Première fois.
Le soleil filtrait à travers les rideaux légers quand Mia ouvrit les yeux. Son rêve de la nuit flottait encore à la surface de sa mémoire - étrange, vibrant, presque réel. Elle se leva lentement, attrapa son téléphone et lut le message de Nora : " Ce soir, petite soirée estivale chez moi, à partir de 18h. Viens comme tu es! "
L'idée d'un moment entre amis en plein air lui plaisait. Elle choisit une robe légère et se dirigea vers la maison de Nora, un peu à l'écart de la ville, entourée de champs dorés. Quand elle arriva, des rires flottaient déjà dans l'air chaud du soir. Elle poussa la barrière de bois et entra dans le jardin. Mais après quelques pas, elle s'arrêta net.
Autour de la grande table en bois, sous les guirlandes lumineuses, les invités riaient, discutaient, buvaient… entièrement nus. Mia cligna des yeux, persuadée un instant d'être encore dans un rêve. Puis elle reconnut Nora, assise avec naturel sur un coussin, nue elle aussi, un verre de rosé à la main.
"Mia ! Tu es venue !" s'écria Nora avec un grand sourire, sans faire de cas de sa propre nudité. "Je t'avais dit que ce serait une soirée un peu spéciale. C'est un cercle naturiste que j'ai rejoint récemment. L'idée, c'est liberté, nature, simplicité. Tu veux un verre ? "
Mia se sentit rougir. Son cœur battait vite. Une part d'elle voulait tourner les talons, mais une autre, curieuse, intriguée, se demandait ce que cela ferait de lâcher prise, juste un instant.
Elle sentit son cœur battre plus fort lorsqu'elle fit un pas hésitant dans le jardin baigné par la lueur dorée du crépuscule.
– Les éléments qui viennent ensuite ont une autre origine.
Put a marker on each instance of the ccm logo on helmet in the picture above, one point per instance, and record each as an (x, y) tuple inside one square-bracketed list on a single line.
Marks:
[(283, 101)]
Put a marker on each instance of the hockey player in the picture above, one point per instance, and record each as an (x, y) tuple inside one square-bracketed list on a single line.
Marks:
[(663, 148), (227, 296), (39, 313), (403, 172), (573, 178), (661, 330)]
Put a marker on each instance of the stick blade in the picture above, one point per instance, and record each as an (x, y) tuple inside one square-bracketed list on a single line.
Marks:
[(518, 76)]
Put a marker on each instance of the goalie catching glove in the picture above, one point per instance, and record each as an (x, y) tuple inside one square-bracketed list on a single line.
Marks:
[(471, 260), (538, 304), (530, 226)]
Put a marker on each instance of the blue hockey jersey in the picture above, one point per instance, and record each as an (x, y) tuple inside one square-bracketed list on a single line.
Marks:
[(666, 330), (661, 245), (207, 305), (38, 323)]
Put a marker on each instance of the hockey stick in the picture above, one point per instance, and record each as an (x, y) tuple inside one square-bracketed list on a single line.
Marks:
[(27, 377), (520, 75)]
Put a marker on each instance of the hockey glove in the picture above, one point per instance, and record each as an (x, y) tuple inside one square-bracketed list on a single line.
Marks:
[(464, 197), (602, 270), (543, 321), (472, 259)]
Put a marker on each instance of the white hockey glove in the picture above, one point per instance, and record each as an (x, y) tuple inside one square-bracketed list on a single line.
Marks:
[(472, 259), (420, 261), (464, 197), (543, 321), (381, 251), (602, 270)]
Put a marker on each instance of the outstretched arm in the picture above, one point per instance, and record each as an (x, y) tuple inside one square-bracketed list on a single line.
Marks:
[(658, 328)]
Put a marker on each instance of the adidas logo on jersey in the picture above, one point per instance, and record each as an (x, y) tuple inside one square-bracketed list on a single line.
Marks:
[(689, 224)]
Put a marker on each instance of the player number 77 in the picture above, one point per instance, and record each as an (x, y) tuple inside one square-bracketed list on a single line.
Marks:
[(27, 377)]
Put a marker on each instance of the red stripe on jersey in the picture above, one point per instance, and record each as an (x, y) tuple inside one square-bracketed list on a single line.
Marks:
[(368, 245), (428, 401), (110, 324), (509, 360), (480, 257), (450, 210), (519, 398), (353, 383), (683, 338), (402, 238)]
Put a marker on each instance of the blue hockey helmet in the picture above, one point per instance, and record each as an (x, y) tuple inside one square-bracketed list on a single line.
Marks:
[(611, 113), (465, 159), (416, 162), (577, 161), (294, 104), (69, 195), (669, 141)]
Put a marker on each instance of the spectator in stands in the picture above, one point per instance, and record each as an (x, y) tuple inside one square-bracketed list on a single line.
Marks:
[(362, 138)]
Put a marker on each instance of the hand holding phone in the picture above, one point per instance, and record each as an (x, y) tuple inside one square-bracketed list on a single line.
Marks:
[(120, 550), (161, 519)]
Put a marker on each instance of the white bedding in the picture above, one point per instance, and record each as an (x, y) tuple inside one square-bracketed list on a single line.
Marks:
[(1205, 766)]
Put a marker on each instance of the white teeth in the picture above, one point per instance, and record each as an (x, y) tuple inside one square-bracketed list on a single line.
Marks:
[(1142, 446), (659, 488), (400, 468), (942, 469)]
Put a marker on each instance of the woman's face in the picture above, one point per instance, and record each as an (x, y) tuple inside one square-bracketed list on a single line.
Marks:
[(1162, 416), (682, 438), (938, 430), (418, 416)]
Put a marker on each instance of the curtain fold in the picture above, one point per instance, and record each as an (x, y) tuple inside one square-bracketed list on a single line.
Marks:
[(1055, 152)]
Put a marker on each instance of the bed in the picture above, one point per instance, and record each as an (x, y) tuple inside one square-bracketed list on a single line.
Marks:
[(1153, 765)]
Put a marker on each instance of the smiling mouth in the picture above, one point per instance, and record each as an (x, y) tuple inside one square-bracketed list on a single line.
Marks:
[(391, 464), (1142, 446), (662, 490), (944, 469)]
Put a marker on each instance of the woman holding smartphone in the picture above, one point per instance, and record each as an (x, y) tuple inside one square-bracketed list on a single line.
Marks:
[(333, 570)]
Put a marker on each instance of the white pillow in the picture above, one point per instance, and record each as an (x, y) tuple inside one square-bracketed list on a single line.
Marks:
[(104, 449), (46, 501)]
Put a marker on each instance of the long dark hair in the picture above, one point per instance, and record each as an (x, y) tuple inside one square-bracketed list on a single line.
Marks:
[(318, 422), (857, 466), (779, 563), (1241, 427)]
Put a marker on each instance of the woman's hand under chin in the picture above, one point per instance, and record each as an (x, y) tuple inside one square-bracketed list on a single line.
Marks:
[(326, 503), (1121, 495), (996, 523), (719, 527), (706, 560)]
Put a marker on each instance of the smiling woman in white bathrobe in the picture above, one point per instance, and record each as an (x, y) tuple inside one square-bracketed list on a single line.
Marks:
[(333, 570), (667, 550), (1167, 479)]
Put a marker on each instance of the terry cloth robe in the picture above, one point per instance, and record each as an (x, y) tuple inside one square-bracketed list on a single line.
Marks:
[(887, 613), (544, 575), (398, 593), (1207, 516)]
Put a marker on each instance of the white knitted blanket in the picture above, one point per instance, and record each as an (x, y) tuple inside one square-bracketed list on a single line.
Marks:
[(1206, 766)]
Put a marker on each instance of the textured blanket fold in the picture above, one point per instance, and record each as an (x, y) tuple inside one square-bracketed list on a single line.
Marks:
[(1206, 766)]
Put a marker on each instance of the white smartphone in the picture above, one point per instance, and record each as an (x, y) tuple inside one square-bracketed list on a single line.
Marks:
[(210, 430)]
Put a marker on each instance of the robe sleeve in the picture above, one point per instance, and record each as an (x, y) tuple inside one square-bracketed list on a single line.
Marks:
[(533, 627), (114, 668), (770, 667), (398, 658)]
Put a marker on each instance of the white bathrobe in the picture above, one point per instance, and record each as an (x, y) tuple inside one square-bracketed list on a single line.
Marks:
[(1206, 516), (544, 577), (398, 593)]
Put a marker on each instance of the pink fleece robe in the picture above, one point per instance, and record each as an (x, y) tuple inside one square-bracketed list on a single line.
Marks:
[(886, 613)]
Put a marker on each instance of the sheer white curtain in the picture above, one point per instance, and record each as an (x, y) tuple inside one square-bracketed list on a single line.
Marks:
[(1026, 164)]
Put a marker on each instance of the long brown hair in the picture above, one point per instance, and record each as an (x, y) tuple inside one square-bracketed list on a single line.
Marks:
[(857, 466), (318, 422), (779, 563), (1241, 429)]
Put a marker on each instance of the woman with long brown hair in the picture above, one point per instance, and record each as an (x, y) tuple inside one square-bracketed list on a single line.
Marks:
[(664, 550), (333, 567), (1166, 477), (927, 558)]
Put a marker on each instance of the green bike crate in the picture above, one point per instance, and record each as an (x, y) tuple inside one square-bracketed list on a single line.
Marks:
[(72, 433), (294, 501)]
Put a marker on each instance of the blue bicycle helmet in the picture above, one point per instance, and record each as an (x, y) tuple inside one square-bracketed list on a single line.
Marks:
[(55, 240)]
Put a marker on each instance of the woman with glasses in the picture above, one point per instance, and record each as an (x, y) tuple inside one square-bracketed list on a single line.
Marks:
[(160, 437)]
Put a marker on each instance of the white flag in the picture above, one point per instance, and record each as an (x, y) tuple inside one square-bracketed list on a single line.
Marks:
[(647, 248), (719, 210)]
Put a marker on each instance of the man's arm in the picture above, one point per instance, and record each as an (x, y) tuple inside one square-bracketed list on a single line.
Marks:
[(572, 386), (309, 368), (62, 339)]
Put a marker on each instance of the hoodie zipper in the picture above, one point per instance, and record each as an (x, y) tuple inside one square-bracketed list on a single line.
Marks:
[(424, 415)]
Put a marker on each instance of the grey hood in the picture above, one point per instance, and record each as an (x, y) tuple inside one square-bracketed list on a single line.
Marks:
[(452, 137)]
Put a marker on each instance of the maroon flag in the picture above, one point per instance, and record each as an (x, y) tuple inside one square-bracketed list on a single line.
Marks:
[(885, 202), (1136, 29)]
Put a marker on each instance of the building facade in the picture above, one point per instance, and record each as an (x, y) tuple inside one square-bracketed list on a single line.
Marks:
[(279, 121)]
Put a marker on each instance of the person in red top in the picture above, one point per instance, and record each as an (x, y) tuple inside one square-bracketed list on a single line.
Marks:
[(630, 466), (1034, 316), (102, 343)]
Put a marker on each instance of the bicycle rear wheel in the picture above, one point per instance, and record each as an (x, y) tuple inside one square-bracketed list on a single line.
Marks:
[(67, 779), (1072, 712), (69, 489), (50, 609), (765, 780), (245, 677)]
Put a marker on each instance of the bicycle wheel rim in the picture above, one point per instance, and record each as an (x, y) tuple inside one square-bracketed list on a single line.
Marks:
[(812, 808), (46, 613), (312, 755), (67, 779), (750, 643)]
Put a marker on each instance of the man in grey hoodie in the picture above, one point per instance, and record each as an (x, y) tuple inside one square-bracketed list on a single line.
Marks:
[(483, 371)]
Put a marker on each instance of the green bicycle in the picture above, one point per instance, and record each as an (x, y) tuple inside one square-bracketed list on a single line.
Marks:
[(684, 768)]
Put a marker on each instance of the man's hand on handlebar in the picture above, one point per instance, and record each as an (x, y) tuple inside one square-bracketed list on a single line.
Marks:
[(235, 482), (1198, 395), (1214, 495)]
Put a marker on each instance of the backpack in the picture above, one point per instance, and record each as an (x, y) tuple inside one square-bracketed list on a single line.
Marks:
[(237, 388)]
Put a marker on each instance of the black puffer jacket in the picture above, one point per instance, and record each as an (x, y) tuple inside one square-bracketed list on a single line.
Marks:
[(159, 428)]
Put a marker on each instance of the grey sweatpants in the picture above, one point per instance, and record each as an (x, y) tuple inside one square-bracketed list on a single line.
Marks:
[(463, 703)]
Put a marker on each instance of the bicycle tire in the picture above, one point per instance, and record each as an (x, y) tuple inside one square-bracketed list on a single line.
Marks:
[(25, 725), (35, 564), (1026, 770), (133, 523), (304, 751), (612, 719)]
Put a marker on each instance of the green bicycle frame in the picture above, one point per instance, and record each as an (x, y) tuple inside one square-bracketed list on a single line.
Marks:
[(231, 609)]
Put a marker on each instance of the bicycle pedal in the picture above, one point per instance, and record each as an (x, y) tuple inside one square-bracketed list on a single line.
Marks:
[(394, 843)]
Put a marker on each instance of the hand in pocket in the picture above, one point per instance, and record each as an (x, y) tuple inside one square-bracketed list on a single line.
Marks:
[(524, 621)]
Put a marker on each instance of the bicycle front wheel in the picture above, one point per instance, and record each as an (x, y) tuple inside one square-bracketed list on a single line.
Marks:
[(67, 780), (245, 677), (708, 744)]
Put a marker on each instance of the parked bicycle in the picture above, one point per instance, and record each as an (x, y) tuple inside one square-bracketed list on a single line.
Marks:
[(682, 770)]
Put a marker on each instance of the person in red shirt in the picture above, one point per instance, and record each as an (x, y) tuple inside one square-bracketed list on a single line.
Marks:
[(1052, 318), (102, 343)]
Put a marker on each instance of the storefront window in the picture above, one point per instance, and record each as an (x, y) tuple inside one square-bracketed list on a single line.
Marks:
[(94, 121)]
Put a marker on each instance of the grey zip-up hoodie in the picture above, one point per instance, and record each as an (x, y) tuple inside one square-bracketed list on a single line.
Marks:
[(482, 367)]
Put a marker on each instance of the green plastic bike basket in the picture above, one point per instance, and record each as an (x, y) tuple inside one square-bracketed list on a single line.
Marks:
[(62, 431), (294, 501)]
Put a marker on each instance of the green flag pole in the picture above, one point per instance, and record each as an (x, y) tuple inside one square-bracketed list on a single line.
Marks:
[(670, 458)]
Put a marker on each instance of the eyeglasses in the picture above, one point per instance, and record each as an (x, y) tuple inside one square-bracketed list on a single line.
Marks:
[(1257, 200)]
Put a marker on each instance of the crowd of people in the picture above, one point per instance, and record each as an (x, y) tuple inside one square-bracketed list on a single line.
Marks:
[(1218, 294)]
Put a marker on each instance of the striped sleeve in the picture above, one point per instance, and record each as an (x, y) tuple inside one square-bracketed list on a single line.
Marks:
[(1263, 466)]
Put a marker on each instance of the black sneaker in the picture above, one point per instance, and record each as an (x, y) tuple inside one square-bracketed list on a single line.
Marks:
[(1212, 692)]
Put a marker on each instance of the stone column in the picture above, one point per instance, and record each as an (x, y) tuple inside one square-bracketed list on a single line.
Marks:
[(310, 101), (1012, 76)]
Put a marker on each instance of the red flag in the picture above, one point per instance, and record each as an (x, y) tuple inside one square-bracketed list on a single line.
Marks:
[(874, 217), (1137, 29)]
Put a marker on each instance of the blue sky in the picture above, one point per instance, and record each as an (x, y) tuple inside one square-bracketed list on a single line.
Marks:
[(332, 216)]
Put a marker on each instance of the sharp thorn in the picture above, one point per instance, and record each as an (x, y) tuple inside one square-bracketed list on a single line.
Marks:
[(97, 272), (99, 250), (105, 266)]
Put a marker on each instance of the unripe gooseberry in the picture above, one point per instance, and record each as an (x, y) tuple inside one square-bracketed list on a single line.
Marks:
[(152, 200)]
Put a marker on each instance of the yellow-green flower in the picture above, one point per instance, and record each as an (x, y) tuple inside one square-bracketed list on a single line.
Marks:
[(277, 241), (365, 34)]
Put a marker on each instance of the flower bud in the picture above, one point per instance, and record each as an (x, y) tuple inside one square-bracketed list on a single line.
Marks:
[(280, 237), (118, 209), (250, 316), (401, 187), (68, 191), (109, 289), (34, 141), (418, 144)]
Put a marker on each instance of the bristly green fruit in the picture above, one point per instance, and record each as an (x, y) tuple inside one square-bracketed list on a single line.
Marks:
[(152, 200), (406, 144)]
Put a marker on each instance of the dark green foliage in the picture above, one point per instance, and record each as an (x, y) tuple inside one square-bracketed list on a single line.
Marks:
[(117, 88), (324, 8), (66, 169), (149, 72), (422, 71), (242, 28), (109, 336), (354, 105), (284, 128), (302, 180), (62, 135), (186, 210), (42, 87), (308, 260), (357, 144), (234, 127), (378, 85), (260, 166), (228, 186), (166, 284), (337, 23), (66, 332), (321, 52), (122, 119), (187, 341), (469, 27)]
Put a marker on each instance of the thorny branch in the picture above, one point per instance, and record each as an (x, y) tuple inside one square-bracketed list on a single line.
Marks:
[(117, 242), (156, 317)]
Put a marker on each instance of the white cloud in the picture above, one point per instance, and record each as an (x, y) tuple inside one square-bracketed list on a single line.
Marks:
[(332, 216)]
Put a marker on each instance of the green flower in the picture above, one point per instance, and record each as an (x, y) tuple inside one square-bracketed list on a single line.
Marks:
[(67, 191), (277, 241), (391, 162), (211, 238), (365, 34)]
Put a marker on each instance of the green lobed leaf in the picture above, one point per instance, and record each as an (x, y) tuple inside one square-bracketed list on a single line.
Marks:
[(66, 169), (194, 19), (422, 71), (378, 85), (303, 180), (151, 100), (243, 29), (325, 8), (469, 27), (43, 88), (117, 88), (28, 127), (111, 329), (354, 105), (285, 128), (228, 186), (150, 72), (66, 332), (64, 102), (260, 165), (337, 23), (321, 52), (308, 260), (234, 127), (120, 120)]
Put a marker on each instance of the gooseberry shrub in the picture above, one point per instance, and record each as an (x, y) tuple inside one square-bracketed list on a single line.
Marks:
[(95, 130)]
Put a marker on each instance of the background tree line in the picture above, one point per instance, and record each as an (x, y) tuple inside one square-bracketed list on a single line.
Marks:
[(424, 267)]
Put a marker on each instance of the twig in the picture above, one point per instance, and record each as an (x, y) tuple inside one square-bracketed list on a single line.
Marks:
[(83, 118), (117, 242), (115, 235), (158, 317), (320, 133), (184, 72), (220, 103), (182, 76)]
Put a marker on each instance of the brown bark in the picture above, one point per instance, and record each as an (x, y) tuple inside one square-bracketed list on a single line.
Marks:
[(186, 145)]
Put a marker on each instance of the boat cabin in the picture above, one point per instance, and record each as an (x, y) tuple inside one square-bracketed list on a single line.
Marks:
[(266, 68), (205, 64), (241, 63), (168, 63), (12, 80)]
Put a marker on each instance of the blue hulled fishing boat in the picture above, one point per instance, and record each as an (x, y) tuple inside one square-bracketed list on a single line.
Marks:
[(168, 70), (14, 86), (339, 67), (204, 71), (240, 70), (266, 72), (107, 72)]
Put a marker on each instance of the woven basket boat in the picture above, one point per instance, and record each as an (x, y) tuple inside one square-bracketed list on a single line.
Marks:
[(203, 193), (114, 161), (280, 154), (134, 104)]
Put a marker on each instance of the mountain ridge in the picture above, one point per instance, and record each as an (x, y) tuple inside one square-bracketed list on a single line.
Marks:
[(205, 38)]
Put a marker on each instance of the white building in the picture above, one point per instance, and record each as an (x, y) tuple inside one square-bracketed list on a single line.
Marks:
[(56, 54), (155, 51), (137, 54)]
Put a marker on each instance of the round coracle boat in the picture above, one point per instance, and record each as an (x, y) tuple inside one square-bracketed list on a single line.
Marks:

L'air tiède glissait sur sa peau tandis qu'elle s'avançait, lentement, les bras croisés dans un réflexe de pudeur. Devant elle, les conversations allaient bon train, entre éclats de rire et tintements de verres. Les corps nus, loin d'être provocants, semblaient appartenir à une autre réalité, paisible, libérée.
Un sourire discret se dessina sur ses lèvres : elle n'était pas partie.
Elle avait posé ses vêtements sur la pile d'autres tissus colorés sous le grand érable, et s'était servie un verre de vin rosé légèrement frais. Les premières minutes furent flottantes, presque irréelles, mais à mesure que le temps passait, une forme de calme l'envahit. Il n'y avait ni regards insistants, ni malaises visibles, seulement une fluidité dans les échanges, une simplicité désarmante.
C'est alors qu'elle la vit.
Appuyée contre le tronc d'un olivier, une femme discutait tranquillement avec deux autres convives. Elle avait une posture décontractée qui trahissait une aisance naturelle. Ses cheveux châtains foncés, bouclés et un peu sauvages, encadraient un visage marqué par le soleil et l'assurance. Elle ne cherchait pas à se faire remarquer, mais Mia ne pouvait détacher ses yeux d'elle.
Comme si elle avait senti son regard, la femme se tourna vers elle. Un échange silencieux se produisit : un sourire franc, sans détour, et un petit hochement de tête.
Quelques minutes plus tard, elle s'approcha.
"Première fois?" demanda-t-elle simplement d'un ton doux presque complice.
Mia hocha la tête en riant légèrement, consciente du double sens et de la vérité qu'il portrait.
"Je m'appelle Emma. Tu as l'air plus à l'aise que tu ne le crois."
"Mia. Et… je crois que je suis surtout curieuse."
Emma inclina la tête avec intérêt.
"C'est un bon début. La curiosité, c'est ce qui nous pousse à franchir des seuils."
Le reste de la soirée se déroula comme un rêve éveillé. Elles parlèrent longtemps, isolées dans leur bulle au milieu des autres. De musique, de voyages, de solitude, de chaleur, de peurs. Les mots glissaient, portés par le vin et l'atmosphère feutrée du jardin nocturne.
Quand Mia rentra chez elle plus tard dans la nuit, ses pas étaient légers, ses vêtements froissés dans un sac. Elle avait l'impression d'avoir laissé autre chose derrière elle que du tissu. Un poids, peut-être. Ou une ancienne version d'elle-même.
Elle ne savait pas encore où cela la mènerait. Mais une chose était sûre : Emma n'allait pas quitter ses pensées de sitôt.